NB_classifier = MultinomialNB()
NB_classifier.fit(X_train, y_train)

y_predict_train = NB_classifier.predict(X_train)


In [None]:
cm = confusion_matrix(y_train, y_predict_train)
sns.heatmap(cm, annot=True)


In [None]:
# Displays a confusion matrix for training predictions.

y_predict_test = NB_classifier.predict(X_test)
cm = confusion_matrix(y_test, y_predict_test)
sns.heatmap(cm, annot=True)
print(classification_report(y_test, y_predict_test))

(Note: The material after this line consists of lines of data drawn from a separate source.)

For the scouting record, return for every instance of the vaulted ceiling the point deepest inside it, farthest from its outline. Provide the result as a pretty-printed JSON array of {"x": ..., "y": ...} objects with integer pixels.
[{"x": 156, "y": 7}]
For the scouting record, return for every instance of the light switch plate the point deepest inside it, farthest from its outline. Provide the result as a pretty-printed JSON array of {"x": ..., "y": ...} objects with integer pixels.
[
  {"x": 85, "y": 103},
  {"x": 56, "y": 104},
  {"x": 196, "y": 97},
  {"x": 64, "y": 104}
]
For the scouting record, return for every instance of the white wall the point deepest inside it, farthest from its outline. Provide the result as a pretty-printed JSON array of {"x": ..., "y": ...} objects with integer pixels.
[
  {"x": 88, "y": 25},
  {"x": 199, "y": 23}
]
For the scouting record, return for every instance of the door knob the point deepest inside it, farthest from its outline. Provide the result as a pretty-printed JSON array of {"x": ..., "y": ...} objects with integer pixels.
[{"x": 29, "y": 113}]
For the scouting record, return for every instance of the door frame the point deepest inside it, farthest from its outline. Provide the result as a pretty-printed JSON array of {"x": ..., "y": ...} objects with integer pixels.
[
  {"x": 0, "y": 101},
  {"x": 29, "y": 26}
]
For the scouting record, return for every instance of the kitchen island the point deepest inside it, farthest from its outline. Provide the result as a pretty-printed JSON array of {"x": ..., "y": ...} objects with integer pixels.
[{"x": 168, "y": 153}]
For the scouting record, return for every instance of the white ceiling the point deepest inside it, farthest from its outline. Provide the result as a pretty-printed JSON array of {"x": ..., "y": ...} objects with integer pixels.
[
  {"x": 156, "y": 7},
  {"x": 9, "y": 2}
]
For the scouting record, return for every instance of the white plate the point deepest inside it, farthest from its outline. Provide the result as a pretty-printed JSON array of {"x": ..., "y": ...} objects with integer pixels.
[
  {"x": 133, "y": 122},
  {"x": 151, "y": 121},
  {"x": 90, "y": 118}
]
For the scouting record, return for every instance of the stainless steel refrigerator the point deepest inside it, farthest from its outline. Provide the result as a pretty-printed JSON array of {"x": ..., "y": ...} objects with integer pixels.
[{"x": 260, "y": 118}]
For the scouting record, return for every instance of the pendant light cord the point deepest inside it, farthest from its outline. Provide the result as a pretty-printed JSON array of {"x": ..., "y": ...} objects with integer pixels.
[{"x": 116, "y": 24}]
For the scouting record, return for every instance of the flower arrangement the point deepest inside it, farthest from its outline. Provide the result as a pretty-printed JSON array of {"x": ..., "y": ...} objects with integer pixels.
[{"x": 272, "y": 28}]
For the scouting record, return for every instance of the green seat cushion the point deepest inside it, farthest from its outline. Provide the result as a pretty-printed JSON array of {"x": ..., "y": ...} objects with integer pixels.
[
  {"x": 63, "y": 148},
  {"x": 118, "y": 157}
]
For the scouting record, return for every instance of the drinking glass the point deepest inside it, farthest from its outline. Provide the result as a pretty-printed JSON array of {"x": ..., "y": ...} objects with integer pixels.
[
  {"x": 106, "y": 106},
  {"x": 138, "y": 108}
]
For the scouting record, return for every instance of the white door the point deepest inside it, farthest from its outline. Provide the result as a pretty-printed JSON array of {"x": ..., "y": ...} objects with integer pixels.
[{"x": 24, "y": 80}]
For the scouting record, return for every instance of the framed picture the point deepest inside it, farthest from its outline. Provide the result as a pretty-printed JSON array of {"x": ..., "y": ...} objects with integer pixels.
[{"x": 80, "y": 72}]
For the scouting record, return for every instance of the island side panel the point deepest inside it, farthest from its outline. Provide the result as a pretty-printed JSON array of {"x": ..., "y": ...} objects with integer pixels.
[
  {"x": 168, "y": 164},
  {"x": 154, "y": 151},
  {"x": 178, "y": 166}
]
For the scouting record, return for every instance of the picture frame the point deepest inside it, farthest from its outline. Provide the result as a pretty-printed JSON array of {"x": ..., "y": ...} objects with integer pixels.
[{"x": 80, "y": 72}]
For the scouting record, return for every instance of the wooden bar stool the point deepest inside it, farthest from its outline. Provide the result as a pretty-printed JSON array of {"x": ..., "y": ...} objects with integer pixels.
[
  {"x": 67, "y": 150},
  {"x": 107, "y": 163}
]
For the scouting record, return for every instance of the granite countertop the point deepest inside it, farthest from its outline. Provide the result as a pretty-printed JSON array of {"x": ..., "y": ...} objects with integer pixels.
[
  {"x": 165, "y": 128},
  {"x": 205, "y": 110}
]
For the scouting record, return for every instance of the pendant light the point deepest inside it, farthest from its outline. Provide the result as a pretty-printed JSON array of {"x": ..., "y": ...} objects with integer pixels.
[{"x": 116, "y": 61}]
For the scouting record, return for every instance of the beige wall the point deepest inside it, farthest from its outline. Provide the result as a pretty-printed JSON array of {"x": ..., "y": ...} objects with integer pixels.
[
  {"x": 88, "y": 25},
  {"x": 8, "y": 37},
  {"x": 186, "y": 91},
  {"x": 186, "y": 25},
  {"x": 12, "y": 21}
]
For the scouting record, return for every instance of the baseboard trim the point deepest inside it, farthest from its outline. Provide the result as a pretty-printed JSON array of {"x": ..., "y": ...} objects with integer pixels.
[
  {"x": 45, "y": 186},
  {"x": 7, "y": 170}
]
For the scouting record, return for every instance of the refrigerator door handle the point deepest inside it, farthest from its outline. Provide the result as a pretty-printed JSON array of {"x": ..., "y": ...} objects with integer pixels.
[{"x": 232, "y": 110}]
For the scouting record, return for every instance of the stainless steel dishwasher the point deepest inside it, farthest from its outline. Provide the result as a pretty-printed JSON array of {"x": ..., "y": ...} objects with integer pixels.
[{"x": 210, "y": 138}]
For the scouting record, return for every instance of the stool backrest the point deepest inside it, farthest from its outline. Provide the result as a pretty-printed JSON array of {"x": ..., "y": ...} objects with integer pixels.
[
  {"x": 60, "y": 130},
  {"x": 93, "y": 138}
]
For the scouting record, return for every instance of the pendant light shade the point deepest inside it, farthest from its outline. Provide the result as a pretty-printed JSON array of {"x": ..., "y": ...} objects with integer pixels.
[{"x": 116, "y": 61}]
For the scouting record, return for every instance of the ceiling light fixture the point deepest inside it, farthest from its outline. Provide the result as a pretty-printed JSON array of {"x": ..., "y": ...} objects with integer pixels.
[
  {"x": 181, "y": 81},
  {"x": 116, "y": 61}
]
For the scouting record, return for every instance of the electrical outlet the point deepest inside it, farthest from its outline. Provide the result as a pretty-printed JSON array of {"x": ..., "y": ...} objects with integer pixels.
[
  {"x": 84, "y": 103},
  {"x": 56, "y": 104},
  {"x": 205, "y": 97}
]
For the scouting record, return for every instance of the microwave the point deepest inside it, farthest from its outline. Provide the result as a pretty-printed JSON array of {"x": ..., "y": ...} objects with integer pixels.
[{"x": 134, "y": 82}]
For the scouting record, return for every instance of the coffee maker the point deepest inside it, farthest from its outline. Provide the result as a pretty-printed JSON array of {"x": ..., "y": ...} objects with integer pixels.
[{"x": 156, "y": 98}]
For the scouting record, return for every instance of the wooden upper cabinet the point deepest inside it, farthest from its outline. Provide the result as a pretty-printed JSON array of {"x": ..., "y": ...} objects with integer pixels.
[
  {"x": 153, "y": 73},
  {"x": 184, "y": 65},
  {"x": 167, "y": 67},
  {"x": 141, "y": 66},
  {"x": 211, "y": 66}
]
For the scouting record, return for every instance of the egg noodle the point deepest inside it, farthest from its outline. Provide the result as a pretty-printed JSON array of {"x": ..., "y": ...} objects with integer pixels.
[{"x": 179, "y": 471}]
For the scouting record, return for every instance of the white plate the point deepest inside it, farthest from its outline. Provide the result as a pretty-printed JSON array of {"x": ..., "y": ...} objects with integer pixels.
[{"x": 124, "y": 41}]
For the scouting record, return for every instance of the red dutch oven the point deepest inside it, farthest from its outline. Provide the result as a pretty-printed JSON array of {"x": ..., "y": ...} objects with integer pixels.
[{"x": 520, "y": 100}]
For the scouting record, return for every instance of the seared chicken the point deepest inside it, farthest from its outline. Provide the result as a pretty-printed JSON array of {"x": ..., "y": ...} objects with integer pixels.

# Logistic Regression Training and Evaluation



In [None]:
model = LogisticRegression()
model.fit(X_train, y_train)


In [None]:
y_pred = model.predict(X_test)


In [None]:
# Testing Set Performance
y_pred

In [None]:
from sklearn.metrics import confusion_matrix, classification_report

print('Accuracy {} %'.format( 100 * accuracy_score(y_pred, y_test)))


In [None]:
cm = confusion_matrix(y_pred, y_test)
sns.heatmap(cm, annot = True)

In [None]:
print(classification_report(y_test, y_pred))


## Final Conclusion

This project focused on analyzing Amazon Alexa customer reviews to predict whether customers are satisfied based on their written feedback.

### Key Objectives:
- Determine if a customer is **satisfied (1)** or **not satisfied (0)** using the review text.
- Apply Natural Language Processing (NLP) techniques and machine learning models to build a reliable sentiment classifier.

### What We Did:
- Cleaned and preprocessed the review data by removing punctuation and stopwords
- Explored the dataset through visualizations (word clouds, rating distribution, feedback count)
- Converted text data into numeric features using `CountVectorizer`
- Used one-hot encoding for product variation
- Built and evaluated two models:
  - **Naive Bayes**
  - **Logistic Regression**

### Results:
- **Logistic Regression** performed best with an accuracy of **~95%**
- Most customers in the dataset were **satisfied**, resulting in some class imbalance
- Models struggled slightly with predicting the minority class (unsatisfied reviews)

### Final Insight:
**Yes, the majority of customers were satisfied with Amazon Alexa**, as shown by both the data distribution and model predictions.

This project demonstrates how textual reviews can be effectively used to gain insights into customer sentiment using NLP and machine learning.